Chef still had plenty of clay and decided to start with that. He then realized he had no buckets for the back and forth thing.
“Why does a kiln need bricks from a kiln? Why does ceramic require a bucket? Why can’t anything just be made without needing that thing to already be made?!”
This was becoming frustrating, and he really just needed to shout out his frustrations. Sadly his jugs had mouths just a bit too narrow to be helpful for this mission. He just sat there for a moment, bucketless. Sighing, Chef decided to do what he could with what he had. Again.
This time that meant washing the clay in the creek nearby. He really went at it too, washing small chunks at a time to make sure he was getting as much of the impurities out as he could, squishing the wet clay all the while. Once he felt like he’d washed the first piece enough, he tried to stuff it in the breadbox. It didn’t fit.
Right, the flour. I forgot.
He hadn’t offloaded his flour yet. And between the jug of it that the handsome man had given him and the jug of goop he carried at all times just in case of emergencies, he really couldn’t fit anything else in his inter-dimensional storage. Oh well. He decided to just put all the wet clay on his lap until he felt like he’d prepared enough.
The walk back was awkward, shameful, and full of squishing sounds. He dropped lots of clay before he gave up and decided on multiple trips. Doing it all at once actually wasted time since he now had to clean the grass off the fallen clay.
Regardless, he had his clay eventually, enough for a bucket at least. And now it was time to use Rise and Set Temperature to cheat and save time. How hard could this be?
Very, as it turned out. The kiln maker had made it look so easy, but it took hours and multiple tries before the buckets he made didn’t break almost immediately. Turned out that sharp angles and ceramic didn’t mix. Who knew?
Once he had two buckets things got easier. More bucket like things were the priority, though they were really just big bowls with lids. Eventually he got to the point where all his ingredients had a different container. The townspeople were making good progress on the mill too, not that he really understood that one. What he did know is they went a bit faster after every one of his visits.

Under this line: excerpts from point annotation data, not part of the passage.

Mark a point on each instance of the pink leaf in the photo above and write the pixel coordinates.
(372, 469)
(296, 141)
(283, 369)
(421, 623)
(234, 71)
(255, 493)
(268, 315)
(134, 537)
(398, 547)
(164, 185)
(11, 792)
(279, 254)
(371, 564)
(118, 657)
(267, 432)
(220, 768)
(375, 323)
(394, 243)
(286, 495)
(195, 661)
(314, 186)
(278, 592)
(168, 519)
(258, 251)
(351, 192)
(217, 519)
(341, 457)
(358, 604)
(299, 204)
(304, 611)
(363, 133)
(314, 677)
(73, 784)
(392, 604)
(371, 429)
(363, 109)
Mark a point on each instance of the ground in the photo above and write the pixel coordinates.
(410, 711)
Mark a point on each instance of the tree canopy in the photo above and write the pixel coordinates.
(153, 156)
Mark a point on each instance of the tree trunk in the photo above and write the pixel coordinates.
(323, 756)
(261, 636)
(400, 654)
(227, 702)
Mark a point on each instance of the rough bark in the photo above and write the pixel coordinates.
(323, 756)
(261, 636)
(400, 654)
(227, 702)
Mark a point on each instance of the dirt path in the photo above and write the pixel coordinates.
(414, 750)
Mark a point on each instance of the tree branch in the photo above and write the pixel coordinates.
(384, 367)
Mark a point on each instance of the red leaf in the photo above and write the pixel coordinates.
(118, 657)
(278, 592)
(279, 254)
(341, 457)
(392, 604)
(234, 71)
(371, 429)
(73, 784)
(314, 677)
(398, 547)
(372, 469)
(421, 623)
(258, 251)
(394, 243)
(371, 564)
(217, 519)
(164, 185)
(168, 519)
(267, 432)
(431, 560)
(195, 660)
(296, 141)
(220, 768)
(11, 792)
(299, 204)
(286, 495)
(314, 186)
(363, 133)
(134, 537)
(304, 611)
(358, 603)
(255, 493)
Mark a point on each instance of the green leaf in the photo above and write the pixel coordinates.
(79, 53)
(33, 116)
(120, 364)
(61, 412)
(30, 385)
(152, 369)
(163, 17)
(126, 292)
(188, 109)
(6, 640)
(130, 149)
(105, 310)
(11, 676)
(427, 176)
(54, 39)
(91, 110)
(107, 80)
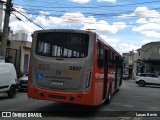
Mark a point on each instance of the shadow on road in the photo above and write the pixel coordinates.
(67, 110)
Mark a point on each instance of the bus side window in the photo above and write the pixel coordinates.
(100, 55)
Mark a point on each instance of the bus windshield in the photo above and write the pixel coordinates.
(57, 44)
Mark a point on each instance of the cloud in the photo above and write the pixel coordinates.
(70, 20)
(148, 29)
(112, 1)
(80, 1)
(142, 12)
(143, 42)
(142, 21)
(148, 23)
(76, 19)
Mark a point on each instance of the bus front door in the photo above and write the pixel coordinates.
(105, 74)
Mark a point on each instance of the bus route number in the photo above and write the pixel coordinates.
(75, 68)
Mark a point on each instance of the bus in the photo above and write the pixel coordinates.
(73, 66)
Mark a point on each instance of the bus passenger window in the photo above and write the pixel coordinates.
(100, 55)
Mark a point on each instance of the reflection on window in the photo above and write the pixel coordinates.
(44, 48)
(63, 45)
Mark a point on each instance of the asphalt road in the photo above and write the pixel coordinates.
(125, 105)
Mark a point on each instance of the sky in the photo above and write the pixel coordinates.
(125, 24)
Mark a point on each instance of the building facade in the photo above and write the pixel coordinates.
(149, 58)
(18, 51)
(130, 68)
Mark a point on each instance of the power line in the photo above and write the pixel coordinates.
(105, 6)
(27, 18)
(22, 20)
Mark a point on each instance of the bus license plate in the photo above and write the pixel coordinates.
(57, 83)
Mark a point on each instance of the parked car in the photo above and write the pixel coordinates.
(8, 79)
(147, 79)
(22, 83)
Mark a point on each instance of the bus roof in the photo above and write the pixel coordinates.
(78, 31)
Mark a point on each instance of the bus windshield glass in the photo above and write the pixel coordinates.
(67, 45)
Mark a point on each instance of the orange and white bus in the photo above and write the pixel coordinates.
(73, 66)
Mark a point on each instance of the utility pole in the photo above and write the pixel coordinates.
(3, 43)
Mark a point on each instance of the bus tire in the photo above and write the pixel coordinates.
(12, 92)
(108, 100)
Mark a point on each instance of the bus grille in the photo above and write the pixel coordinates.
(56, 96)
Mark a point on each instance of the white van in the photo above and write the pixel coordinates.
(8, 78)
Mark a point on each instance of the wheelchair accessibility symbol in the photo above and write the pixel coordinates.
(39, 76)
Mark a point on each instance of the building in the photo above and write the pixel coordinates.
(149, 58)
(130, 68)
(18, 51)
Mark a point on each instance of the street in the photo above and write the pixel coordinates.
(130, 98)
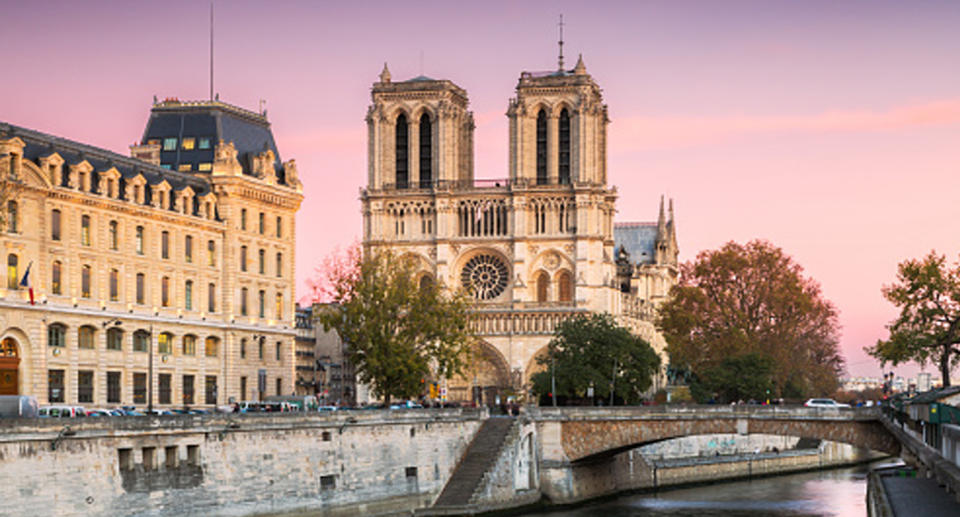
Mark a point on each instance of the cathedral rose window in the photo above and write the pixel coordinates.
(486, 276)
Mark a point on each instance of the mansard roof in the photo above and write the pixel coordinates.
(40, 145)
(638, 239)
(214, 120)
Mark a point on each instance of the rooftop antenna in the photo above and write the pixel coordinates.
(560, 59)
(211, 50)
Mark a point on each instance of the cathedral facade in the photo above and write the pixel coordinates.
(534, 248)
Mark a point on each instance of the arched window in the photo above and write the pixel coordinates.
(114, 235)
(564, 151)
(565, 286)
(401, 142)
(85, 337)
(85, 281)
(55, 225)
(189, 345)
(165, 343)
(85, 230)
(542, 148)
(12, 213)
(56, 335)
(426, 151)
(13, 271)
(211, 346)
(55, 275)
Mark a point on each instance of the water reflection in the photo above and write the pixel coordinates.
(834, 493)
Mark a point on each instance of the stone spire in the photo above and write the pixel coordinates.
(385, 74)
(580, 69)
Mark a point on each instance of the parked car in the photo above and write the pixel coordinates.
(825, 403)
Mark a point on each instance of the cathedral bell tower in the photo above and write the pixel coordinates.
(558, 129)
(420, 134)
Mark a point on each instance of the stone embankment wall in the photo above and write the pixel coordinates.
(344, 463)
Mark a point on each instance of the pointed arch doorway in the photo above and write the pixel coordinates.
(9, 367)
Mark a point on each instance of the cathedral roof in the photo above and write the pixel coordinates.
(638, 239)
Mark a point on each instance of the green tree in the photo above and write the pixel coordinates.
(399, 330)
(592, 350)
(752, 302)
(928, 327)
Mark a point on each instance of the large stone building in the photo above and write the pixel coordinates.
(186, 249)
(535, 247)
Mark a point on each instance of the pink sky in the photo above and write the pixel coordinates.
(829, 128)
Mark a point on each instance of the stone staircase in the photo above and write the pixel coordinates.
(479, 458)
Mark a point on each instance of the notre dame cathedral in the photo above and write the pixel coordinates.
(533, 248)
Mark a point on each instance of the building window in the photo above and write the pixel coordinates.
(85, 386)
(165, 343)
(211, 347)
(165, 245)
(85, 273)
(114, 339)
(55, 225)
(211, 254)
(114, 235)
(55, 386)
(113, 387)
(85, 337)
(13, 274)
(188, 295)
(12, 213)
(141, 281)
(188, 389)
(211, 389)
(542, 148)
(188, 249)
(139, 388)
(163, 388)
(139, 239)
(85, 230)
(114, 285)
(563, 160)
(165, 291)
(400, 146)
(55, 273)
(189, 345)
(56, 335)
(141, 341)
(426, 151)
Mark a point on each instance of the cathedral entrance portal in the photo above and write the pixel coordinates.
(9, 367)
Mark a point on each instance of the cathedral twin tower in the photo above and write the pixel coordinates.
(533, 248)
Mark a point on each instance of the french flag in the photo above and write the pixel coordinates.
(25, 282)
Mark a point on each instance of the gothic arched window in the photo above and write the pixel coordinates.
(401, 151)
(542, 148)
(564, 153)
(426, 151)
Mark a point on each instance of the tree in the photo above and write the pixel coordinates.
(593, 351)
(395, 326)
(752, 302)
(928, 327)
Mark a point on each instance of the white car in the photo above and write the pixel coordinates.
(825, 403)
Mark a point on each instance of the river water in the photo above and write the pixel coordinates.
(840, 493)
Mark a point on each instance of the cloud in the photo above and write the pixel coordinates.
(667, 132)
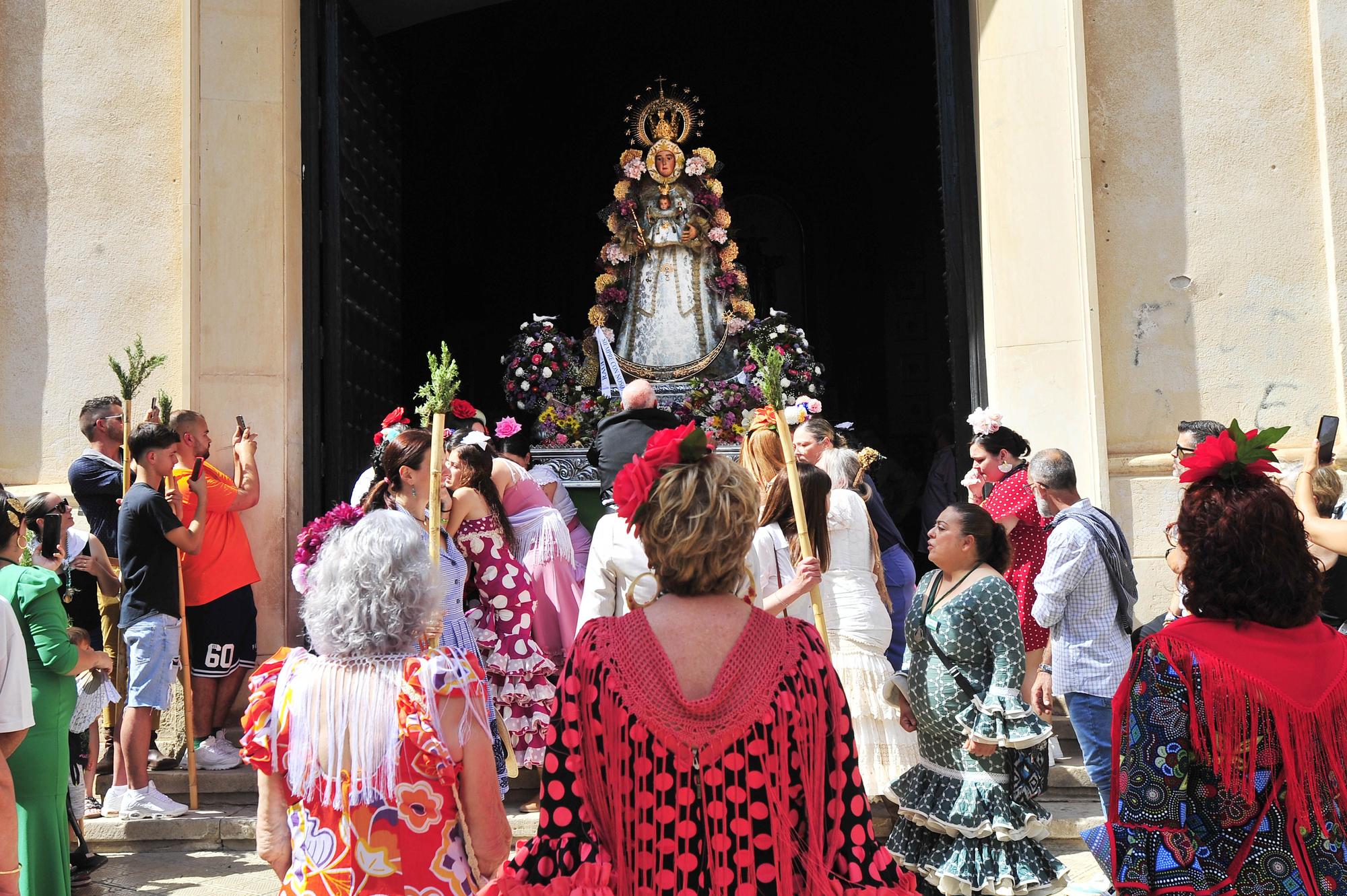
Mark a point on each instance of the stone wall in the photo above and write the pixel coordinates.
(91, 213)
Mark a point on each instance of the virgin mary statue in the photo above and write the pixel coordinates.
(673, 326)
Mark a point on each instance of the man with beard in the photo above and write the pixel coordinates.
(218, 586)
(1086, 594)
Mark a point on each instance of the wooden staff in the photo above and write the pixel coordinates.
(187, 683)
(802, 526)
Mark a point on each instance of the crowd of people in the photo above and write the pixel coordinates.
(716, 683)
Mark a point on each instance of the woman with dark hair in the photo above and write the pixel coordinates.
(958, 825)
(1230, 746)
(518, 450)
(702, 746)
(402, 483)
(783, 575)
(504, 615)
(1000, 485)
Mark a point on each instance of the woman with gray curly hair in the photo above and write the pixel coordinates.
(375, 749)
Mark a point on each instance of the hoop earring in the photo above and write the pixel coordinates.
(631, 591)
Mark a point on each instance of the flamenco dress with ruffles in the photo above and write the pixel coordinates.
(391, 827)
(503, 623)
(958, 827)
(754, 789)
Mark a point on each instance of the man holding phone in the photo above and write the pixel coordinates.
(150, 537)
(218, 584)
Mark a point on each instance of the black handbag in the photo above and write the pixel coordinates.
(1028, 766)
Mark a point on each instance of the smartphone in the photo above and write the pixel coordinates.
(51, 535)
(1327, 436)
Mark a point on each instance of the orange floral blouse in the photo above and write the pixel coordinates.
(406, 844)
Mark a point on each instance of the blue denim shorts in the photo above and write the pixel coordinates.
(153, 661)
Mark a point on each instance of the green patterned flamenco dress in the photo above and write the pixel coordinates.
(958, 829)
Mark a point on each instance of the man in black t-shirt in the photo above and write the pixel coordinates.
(149, 540)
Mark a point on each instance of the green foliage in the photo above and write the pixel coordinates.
(770, 362)
(138, 369)
(442, 388)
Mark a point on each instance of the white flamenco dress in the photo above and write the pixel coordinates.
(859, 633)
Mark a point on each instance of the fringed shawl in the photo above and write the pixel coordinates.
(1244, 679)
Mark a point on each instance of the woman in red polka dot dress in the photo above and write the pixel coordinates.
(999, 482)
(701, 745)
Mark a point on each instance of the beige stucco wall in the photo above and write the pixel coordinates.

They must like my food more than I thought.
What Chef wasn’t thinking about was how high leveled his cooking had gotten combined with the decent level of the wolves. While he couldn’t get any stat points from them unless he ate a couple dozen of them, the low leveled humans were a different story entirely.
It wasn’t just motivation that sped their movements. They were literally getting stronger and faster from eating his food. It took another two days before Chef figured that out.
Overall, two weeks had passed since he gave the town their one month time limit to build the mill. And while he hadn’t been paying attention to who was or wasn’t in town, two people escaped to go get help.